Yes, I know that at that rate, my money won’t double for another 1,733 years. But, along with many other investors, I have what economists call a delay-discounting problem. The work of having to move my money is immediate, while the rewards that come from moving it are delayed.

So, I tell myself, I’ll do it tomorrow. When tomorrow comes, I put it off until the next day. And so on; I’ve been procrastinating on this for years.

Until now, that is. Earlier this month, Goldman Sachs — the Wall Street giant that has long personified wealth and power – began offering savings accounts and certificates of deposit through its online GS Bank.

Goldman’s initiative has prodded me to wring more return out of my cash. Over the next few weeks I’ll finally move out of bank accounts with miniaturized returns into higher-yielding choices.

You should follow suit. Getting extra yield without extra risk takes a bit of work. But cash accounts are perhaps the only area of investing where you can increase your returns 25-fold — or more — without incurring greater risk. For larger investors, wringing out more yield this way can add up to hundreds, even thousands, of dollars in extra income annually.

How attractive are Goldman’s rates? At 1.05% for a savings account and 2% for a five-year CD, they are quite competitive.

“This enables many customers to engage with Goldman Sachs in ways that weren’t possible before,” says the firm’s chief strategy officer, Stephen Scherr.

Goldman’s savings-account rate is the 14th best among the 2,650 ranked by, which tracks rates. You can find considerably higher CD rates, although that takes a bit more work.

“On savings accounts, you’ll get your biggest bang for the buck with an Internet bank,” says Ken Tumin, editor of

Goldman’s GS Bank is one good choice. This week, seven other online banks offered savings-account rates of 1.15% or greater, including the Bank of Princeton and UFB Direct.

In CDs, your money remains locked up if interest rates rise, unable to capture the new higher rates. But, unlike more-nimble bond funds, CDs have the guarantee of federal insurance if you observe the deposit limits set by the government.

Say you’re looking to invest $100,000 in CDs. First, says Allan Roth, a financial planner at Wealth Logic in Colorado Springs, Colo., spread your money across four or five CDs rather than one. That way, if you unexpectedly take some of your money out, you won’t have to pay an early-withdrawal penalty on the full $100,000. Otherwise you could have to forgo several months’ of interest.

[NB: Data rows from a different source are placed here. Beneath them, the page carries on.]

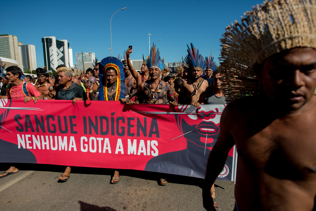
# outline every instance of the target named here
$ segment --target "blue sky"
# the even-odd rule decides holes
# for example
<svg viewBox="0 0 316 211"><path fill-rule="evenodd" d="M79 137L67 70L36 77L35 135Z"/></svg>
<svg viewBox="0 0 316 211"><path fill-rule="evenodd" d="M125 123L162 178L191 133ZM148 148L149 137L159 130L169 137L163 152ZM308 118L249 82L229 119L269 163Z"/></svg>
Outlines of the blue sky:
<svg viewBox="0 0 316 211"><path fill-rule="evenodd" d="M44 66L41 38L53 36L68 40L76 53L92 52L99 60L110 56L110 21L112 19L113 56L133 46L132 59L142 59L155 43L165 62L178 61L193 43L204 57L218 63L220 39L225 27L240 21L260 0L236 1L4 1L1 3L0 34L17 37L35 45L38 67ZM90 48L90 49L89 48ZM173 51L173 52L169 53Z"/></svg>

Then calculate what the penalty would cost. On SallieMae Bank’s five-year, 2.1% CDs, for instance, you would miss out on 180 days of interest, or about $10.50 per $1,000. If rates rise one percentage point one year from now, you could cash out into a new CD and earn an extra $10 in interest for each of the next four years, nearly quadruple the penalty.

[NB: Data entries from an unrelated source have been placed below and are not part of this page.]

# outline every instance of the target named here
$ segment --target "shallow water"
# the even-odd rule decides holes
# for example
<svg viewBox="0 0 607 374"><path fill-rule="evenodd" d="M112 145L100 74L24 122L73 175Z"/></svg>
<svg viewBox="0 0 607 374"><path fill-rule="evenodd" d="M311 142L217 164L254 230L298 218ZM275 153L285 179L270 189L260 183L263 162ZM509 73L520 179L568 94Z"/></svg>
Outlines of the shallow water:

“If rates go up, I can pay the penalty and get a higher yield somewhere else,” says Jory Olson, a 55-year-old electrical engineer in the Portland, Ore. area. “If they don’t, I get a higher yield than in a bond fund.” Since 2010, he has held seven-year CDs, yielding 3.49% and maturing in 2017, from Pentagon Federal Credit Union — which, he found out, he could join because his father served in the U.S. Navy.

Fred Wagner, 60, a retired petroleum engineer for Exxon Mobil in Houston, owns several “brokered CDs.” These instruments are issued by banks but generally available only through brokerage firms.

In his Fidelity Investments discount-brokerage account, Mr. Wagner filters the offerings to exclude “callable” CDs, which can be taken back by the bank if rates fall.

On a typical day, most brokered CDs don’t trade. If you could find a buyer, you might be lucky to get 98 or 99 cents on the dollar. So don’t buy at all if you will need to sell before maturity.

Mr. Wagner says most of his brokered CDs mature in 2024-2025 and yield around 3%.

He doesn’t feel he’s taking too much interest-rate risk. “I might have a little remorse if rates go up,” he says. “But bond funds would go down too, and I’m getting well beyond market returns in the meantime.”